Aussi, le préjudice découlant directement de l'absence du préavis exigé par L. 442-6 I 5e alinéa 1 du Code de commerce sera en l'espèce, au regard des éléments soumis à l'appréciation de la cour, réparé par l'allocation d'une indemnité de 60 000 euro.
Il serait inéquitable de laisser à la charge de la société l'intégralité des frais exposés par elle à l'occasion de l'instance d'appel et non compris dans les dépens, en sorte qu'il lui sera alloué une somme de 5 000 euro en application de l'article 700 du Code de procédure civile.

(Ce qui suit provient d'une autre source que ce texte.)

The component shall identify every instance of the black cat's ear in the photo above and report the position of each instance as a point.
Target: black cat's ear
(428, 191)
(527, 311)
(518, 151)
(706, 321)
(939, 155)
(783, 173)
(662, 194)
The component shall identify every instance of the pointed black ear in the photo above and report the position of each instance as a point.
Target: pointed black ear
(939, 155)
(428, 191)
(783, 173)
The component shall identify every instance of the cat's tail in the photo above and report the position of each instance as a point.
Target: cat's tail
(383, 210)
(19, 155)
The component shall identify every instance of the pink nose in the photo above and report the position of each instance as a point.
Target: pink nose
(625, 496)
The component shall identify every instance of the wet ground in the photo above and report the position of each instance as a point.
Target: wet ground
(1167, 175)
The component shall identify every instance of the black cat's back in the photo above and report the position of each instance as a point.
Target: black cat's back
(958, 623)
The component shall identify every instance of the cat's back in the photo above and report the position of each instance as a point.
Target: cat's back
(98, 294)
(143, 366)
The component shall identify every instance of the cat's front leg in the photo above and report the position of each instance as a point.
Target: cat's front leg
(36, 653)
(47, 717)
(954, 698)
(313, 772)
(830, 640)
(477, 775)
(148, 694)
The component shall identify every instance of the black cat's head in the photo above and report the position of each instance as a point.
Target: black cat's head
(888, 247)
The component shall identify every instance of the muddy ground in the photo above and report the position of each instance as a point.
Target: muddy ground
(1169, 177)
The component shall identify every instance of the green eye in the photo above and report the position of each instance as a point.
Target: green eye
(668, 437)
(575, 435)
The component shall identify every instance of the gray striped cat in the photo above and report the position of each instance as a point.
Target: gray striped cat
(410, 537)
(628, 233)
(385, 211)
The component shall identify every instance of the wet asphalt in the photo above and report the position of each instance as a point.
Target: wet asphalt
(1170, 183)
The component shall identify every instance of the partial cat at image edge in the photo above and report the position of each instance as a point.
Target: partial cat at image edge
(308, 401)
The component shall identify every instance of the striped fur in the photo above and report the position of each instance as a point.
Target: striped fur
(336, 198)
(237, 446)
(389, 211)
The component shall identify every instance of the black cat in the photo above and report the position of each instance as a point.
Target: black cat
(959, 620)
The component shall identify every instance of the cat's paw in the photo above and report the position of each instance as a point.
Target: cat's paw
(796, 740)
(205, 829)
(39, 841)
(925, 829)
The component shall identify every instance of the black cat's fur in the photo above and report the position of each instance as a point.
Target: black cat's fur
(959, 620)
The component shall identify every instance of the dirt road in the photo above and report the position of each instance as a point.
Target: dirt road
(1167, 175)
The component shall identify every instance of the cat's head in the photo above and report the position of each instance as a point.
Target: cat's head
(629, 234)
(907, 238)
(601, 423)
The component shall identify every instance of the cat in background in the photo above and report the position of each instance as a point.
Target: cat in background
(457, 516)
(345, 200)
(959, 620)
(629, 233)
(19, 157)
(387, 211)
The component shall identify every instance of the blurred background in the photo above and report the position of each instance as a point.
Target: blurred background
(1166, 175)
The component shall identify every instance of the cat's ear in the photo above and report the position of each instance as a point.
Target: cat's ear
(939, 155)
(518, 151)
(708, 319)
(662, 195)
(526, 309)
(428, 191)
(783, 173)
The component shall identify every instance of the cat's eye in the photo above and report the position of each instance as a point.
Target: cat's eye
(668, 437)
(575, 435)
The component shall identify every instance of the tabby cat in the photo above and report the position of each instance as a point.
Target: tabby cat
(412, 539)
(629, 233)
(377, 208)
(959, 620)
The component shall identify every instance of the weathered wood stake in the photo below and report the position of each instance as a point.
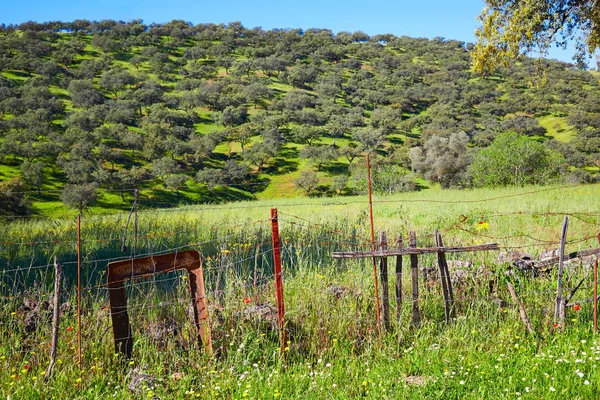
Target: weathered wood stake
(522, 311)
(414, 266)
(385, 291)
(399, 283)
(559, 311)
(444, 278)
(58, 274)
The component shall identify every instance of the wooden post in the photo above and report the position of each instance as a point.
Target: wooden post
(399, 282)
(58, 273)
(445, 279)
(120, 271)
(385, 291)
(414, 266)
(278, 278)
(559, 311)
(79, 360)
(522, 311)
(596, 296)
(370, 194)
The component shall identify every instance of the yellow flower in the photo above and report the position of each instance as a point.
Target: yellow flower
(482, 225)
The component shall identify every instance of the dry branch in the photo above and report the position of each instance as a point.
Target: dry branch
(414, 251)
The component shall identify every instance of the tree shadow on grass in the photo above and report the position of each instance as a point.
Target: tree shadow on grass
(336, 168)
(281, 166)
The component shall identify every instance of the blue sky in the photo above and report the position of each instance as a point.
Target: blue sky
(422, 18)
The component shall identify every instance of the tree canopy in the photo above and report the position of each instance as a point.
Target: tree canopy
(511, 27)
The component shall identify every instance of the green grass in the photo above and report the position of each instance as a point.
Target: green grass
(333, 349)
(557, 128)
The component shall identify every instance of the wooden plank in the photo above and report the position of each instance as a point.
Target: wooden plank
(414, 251)
(414, 266)
(383, 273)
(399, 282)
(444, 277)
(567, 257)
(121, 271)
(559, 310)
(522, 311)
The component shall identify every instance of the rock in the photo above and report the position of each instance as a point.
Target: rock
(513, 256)
(161, 332)
(459, 264)
(337, 291)
(139, 380)
(413, 380)
(261, 313)
(500, 302)
(548, 255)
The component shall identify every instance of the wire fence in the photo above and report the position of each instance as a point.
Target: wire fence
(237, 259)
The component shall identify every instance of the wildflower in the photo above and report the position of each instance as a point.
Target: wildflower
(482, 225)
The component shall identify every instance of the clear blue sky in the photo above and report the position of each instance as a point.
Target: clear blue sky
(421, 18)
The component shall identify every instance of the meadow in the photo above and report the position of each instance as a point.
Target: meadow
(334, 350)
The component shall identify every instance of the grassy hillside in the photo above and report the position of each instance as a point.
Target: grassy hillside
(333, 348)
(233, 110)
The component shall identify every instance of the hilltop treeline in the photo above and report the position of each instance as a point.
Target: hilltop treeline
(212, 111)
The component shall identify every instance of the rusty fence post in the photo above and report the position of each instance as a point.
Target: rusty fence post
(370, 194)
(596, 296)
(79, 360)
(399, 282)
(278, 278)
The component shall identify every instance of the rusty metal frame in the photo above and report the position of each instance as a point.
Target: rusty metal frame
(120, 271)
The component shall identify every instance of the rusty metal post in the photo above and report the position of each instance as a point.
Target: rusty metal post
(399, 282)
(79, 291)
(383, 272)
(120, 271)
(377, 311)
(278, 278)
(596, 296)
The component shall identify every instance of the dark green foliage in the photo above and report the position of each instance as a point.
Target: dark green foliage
(143, 94)
(514, 159)
(13, 198)
(307, 181)
(443, 159)
(79, 196)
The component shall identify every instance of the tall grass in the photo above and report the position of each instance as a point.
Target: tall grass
(334, 349)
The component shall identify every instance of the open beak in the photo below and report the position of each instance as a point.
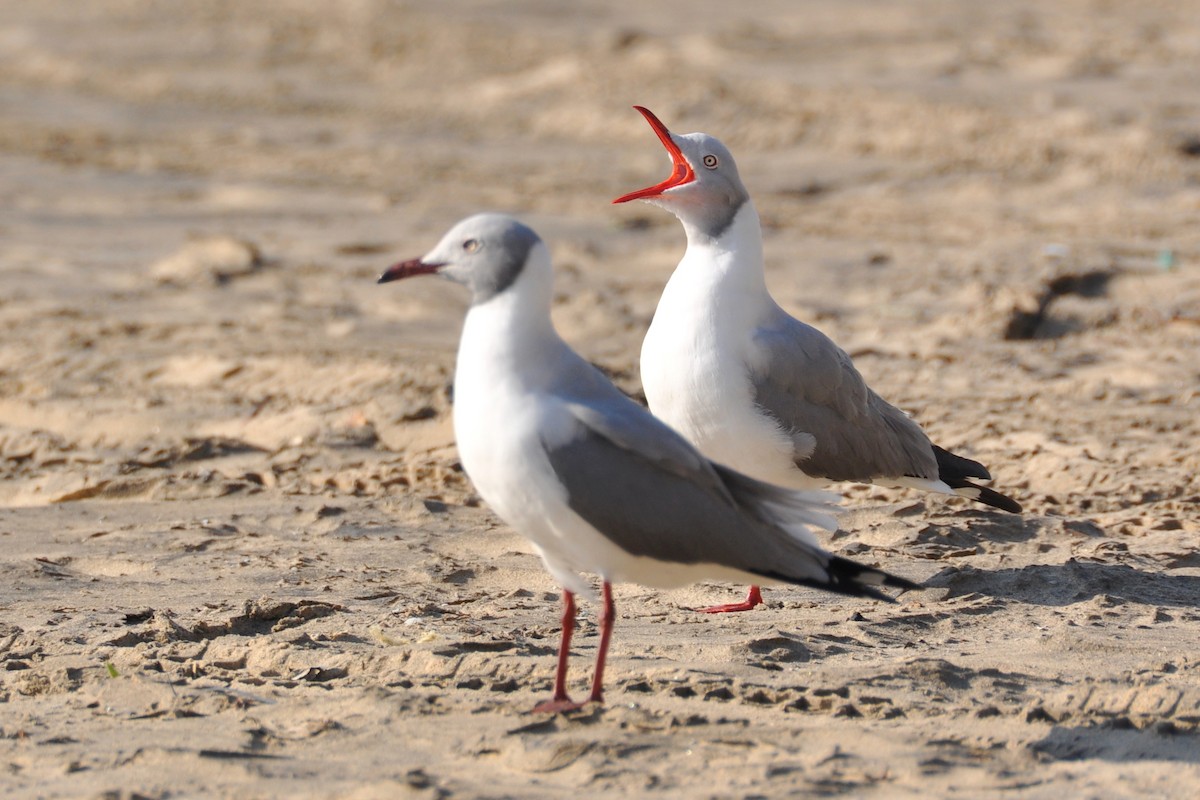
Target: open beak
(681, 170)
(407, 270)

Par ces motifs, LA COUR, Infirme le jugement rendu le 5 février 2010 par le Tribunal de commerce de Lorient ; Condamne la SA Parmentine à payer à la SARL Pondi Plants une somme de 60 000 euro à titre de dommages-intérêts ; Condamne la SA Parmentine à payer à la SARL Pondi Plantsune somme de 5 000 euro sur le fondement de l'article 700 du Code de procédure civile ; Déboute les parties de toutes autres demandes contraires ou plus amples ; Condamne la société Parmentine aux dépens de première instance et d'appel ; Accorde à la société civile professionnelle Brebion-Chaudet, avoués associés, le bénéfice des dispositions de l'article 699 du Code de procédure civile.